Interstitial supraspinatus tears can cause persistent subacromial impingement symptoms despite non operative treatment. Preclinical and clinical studies of Autologous Tenocyte Injection (ATI) have shown that cultured tenocytes can synthesise extracellular matrix and facilitate healing of damaged tendon tissue. Therefore, ATI may be an effective treatment for interstitial cuff tears. This study presents the results from the first randomised controlled study to investigate the safety and efficacy of ATI compared to corticosteroid injection (CS) as treatment for tendinopathy and interstitial tears of the rotator cuff.

Methods

Eligible participants were randomised to receive ATI to the interstitial tear or CS to the subacromial bursa in a 2:1 ratio, under ultrasound guidance. Inclusion criteria were duration of symptoms >6 months, magnetic resonance imaging (MRI) confirmed intrasubstance supraspinatus tear and had previously undergone physiotherapy and at least one CS injection. Assessments were undertaken pre-treatment and at 1, 3, 6 and 12 months post-treatment, including the Constant Score, Visual Analogue Pain Scale (VAS) and American Shoulder and Elbow Surgeons Assessment (ASES). 3 T MRI was performed at baseline, 6 and 12 months post treatment.

Results

Thirty participants were enrolled (19 randomised to ATI and 11 to CS). The mean age of enrolled participants was 50.5 years (SD 8.5, range 30.2-63.3) and there were 10 female and 20 male participants. Mean duration of shoulder symptoms was 21.8 months (SD 12.1, range 7-48). No pre-treatment group differences (p>0.05) existed. The ATI group performed significantly better in the Constant Score at 1 (p=0.020, ATI = 81.8, CS = 67.6), 6 (p=0.026, ATI = 84.9, CS = 71.1) and 12 (p=0.024, ATI = 86.5, CS = 65.4) months, reported better (p<0.05) VAS scores at all post-treatment timepoints and reported better ASES scores at all timepoints including 6 (p=0.012, ATI = 88.6, CS = 74.0) and 12 (p<0.01, ATI = 93.3, CS = 62.9) months. The mean ASES scores in the ATI group improved from baseline to 6 and 12 months (14.4 and 19.1 points, respectively) and were greater than the MCID (12.0 points).

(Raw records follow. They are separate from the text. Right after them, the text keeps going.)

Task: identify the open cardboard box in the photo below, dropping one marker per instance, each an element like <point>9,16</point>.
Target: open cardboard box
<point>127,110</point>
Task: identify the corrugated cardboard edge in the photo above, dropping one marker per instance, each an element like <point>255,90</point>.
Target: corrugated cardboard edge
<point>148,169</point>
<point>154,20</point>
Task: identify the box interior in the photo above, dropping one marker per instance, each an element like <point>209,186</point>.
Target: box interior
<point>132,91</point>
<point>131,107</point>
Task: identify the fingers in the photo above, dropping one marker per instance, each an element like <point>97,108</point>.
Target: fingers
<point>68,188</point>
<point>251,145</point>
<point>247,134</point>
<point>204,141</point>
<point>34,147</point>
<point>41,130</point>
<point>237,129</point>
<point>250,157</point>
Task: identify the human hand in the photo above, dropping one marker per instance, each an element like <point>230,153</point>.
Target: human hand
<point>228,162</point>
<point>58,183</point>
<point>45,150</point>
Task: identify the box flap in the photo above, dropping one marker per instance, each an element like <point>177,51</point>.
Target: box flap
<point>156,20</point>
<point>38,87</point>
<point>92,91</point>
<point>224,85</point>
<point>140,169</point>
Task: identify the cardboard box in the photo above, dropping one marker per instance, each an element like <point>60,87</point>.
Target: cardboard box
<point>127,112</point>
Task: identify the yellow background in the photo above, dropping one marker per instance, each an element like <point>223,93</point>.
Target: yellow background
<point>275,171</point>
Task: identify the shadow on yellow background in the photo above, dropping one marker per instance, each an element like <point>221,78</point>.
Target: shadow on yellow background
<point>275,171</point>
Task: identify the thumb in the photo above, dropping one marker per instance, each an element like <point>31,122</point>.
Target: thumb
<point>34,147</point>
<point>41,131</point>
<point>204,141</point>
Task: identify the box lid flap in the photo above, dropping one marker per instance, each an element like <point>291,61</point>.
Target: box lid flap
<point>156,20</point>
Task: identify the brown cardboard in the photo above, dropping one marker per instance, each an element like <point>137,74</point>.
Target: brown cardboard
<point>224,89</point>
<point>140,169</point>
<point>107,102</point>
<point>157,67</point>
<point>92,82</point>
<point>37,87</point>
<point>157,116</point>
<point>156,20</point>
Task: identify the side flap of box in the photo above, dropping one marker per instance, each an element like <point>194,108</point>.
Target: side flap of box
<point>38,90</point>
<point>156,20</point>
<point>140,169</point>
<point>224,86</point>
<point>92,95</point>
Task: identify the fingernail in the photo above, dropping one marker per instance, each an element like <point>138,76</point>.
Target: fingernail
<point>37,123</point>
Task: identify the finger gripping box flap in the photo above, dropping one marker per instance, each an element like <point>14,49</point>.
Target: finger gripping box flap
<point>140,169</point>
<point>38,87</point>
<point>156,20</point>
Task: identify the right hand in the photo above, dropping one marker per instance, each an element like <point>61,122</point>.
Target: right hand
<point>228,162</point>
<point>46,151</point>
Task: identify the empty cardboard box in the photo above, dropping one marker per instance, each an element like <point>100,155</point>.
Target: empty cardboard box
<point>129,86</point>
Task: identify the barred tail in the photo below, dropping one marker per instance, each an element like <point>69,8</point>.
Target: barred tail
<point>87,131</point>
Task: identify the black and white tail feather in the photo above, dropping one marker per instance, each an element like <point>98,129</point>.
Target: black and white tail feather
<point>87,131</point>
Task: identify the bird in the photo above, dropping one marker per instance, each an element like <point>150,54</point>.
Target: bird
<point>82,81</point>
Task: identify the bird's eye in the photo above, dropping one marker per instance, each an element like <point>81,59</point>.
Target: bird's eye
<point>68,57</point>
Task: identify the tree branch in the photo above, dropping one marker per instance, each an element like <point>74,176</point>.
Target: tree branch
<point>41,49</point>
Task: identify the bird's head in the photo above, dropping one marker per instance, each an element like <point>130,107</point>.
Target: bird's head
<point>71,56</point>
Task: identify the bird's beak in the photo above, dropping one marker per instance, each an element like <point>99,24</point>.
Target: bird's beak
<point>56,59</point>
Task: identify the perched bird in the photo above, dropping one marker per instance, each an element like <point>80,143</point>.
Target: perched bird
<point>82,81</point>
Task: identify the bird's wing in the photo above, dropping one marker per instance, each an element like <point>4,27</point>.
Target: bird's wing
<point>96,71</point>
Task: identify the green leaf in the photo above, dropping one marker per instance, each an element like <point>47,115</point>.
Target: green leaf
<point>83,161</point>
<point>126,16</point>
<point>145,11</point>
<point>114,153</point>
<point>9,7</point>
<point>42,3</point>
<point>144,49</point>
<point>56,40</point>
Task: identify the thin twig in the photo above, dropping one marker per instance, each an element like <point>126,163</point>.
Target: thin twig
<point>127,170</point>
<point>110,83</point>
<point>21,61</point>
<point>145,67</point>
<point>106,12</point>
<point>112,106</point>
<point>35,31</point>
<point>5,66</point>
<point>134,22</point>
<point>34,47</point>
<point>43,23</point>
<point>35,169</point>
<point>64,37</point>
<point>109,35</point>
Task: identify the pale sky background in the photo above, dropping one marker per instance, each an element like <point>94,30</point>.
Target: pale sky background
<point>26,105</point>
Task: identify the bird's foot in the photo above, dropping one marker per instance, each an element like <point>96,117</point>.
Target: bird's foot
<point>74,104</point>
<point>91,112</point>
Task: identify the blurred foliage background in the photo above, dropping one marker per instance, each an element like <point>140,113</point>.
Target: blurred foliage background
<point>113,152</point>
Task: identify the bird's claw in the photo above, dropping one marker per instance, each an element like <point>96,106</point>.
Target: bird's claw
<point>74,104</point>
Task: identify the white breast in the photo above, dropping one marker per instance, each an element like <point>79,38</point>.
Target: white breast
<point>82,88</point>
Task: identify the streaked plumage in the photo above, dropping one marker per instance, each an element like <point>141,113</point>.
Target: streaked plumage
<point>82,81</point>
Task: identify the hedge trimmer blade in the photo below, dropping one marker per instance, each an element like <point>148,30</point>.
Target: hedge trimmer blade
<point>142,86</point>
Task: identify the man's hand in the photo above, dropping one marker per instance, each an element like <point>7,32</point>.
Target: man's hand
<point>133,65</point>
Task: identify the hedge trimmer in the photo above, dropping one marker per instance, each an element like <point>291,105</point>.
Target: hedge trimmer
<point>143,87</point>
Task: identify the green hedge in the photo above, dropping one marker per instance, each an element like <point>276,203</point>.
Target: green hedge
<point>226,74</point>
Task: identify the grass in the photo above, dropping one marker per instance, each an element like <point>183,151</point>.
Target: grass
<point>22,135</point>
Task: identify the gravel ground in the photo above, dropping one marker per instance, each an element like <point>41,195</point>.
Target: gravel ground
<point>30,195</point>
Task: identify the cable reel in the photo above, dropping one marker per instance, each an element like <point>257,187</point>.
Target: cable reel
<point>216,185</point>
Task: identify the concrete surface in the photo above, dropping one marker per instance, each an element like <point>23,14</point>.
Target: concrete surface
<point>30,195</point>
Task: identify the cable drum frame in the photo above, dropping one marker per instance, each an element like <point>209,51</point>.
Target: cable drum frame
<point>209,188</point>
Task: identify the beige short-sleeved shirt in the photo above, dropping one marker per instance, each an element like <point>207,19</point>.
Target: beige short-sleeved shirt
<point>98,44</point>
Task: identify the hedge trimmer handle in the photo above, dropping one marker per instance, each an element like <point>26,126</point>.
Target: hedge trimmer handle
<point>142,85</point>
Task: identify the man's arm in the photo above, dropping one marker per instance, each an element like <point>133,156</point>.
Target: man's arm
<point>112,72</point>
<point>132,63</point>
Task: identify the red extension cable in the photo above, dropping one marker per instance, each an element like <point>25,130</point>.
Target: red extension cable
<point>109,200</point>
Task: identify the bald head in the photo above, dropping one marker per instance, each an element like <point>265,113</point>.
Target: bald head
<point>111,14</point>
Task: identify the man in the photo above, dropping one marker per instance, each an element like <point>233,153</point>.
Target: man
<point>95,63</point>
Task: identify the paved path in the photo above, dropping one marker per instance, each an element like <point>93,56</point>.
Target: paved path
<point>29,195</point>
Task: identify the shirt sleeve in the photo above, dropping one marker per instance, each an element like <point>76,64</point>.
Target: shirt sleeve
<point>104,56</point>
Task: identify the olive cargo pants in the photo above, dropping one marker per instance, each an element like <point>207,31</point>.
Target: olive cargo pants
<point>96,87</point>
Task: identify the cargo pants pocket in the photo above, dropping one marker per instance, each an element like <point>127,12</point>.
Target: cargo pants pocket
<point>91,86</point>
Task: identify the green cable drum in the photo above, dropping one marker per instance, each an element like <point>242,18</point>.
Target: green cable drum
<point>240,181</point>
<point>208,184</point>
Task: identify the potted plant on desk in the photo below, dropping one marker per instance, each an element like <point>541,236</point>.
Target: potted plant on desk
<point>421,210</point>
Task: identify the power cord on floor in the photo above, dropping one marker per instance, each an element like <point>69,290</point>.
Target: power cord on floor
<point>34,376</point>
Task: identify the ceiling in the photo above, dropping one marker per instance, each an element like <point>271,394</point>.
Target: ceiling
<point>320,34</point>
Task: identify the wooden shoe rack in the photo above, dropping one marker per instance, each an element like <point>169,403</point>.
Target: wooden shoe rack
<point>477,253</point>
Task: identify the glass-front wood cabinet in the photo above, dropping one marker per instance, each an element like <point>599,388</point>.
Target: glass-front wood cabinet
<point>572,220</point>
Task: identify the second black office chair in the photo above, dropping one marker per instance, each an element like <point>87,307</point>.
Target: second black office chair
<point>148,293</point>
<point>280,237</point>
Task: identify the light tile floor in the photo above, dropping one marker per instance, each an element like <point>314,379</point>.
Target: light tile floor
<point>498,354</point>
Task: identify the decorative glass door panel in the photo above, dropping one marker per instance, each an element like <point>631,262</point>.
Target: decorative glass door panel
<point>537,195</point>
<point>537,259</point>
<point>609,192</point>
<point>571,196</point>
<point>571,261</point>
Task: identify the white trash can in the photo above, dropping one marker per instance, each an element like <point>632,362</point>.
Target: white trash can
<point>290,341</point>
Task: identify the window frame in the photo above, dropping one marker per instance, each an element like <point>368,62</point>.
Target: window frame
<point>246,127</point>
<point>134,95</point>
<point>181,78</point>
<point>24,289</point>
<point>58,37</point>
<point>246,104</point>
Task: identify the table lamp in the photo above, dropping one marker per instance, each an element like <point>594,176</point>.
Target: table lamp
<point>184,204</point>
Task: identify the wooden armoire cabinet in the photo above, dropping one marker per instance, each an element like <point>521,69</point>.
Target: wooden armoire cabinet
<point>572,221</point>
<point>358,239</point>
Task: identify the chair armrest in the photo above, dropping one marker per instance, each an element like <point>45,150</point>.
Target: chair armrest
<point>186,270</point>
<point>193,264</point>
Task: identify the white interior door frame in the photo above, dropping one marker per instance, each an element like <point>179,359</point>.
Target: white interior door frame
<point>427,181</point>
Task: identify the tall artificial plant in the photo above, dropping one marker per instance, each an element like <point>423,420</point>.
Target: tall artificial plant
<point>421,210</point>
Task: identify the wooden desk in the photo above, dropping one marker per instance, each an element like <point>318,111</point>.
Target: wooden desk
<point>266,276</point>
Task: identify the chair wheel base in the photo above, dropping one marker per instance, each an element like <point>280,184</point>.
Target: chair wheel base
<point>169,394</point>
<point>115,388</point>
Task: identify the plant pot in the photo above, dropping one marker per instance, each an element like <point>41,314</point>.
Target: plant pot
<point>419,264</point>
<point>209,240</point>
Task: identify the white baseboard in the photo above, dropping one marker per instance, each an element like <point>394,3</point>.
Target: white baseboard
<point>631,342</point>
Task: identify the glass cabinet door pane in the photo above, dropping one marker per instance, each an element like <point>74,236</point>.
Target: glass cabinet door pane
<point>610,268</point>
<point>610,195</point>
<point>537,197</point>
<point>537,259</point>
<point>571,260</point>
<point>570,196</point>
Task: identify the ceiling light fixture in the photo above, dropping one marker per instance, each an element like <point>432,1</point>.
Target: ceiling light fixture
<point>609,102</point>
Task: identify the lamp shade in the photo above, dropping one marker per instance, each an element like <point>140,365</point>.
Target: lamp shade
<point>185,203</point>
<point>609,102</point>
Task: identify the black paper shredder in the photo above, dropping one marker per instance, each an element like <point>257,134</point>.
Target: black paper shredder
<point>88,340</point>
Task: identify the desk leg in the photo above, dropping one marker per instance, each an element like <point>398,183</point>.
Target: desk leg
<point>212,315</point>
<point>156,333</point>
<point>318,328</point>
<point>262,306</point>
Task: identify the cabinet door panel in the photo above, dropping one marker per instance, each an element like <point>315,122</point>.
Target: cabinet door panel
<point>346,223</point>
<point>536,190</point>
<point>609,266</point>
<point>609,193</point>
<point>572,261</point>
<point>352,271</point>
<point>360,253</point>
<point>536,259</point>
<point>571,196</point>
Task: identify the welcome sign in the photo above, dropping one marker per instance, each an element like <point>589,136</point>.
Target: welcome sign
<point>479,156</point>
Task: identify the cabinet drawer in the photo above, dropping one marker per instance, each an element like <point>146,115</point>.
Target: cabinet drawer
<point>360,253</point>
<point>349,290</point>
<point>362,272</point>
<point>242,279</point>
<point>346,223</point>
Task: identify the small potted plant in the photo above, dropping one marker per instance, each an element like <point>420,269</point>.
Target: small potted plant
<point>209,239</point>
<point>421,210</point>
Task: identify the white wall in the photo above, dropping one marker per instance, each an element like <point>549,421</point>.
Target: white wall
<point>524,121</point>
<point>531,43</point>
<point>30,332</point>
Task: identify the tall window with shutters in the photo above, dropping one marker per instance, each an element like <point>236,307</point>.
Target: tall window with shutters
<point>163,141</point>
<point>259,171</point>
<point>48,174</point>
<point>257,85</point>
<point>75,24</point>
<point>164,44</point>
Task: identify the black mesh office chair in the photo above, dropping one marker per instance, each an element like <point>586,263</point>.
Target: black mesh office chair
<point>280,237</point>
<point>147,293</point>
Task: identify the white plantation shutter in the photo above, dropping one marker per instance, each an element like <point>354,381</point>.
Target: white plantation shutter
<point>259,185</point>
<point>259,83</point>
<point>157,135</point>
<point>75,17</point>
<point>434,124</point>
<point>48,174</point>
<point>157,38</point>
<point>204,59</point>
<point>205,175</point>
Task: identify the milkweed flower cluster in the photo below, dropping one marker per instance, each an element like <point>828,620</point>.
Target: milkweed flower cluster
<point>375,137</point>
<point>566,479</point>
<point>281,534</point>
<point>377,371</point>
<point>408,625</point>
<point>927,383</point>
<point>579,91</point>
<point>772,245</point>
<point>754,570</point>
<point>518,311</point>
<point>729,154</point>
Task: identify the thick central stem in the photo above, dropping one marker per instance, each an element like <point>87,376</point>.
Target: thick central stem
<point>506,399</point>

At 12 months post treatment, 95% of ATI participants reported a PASS (patient acceptable symptom state) in their ASES score. Overall, 7 of 11 participants in the CS group withdrew from the trial between 6 and 12 months due to worsening shoulder pain and function.

Conclusions

This study demonstrated that ATI resulted in a significantly better and sustained reduction in pain, and improvement in shoulder function, compared with CS. ATI is an emerging non-surgical treatment to promote tendon healing and repair. This is the first Level 1 study using ATI to treat interstitial supraspinatus tears with chronic impingement syndrome.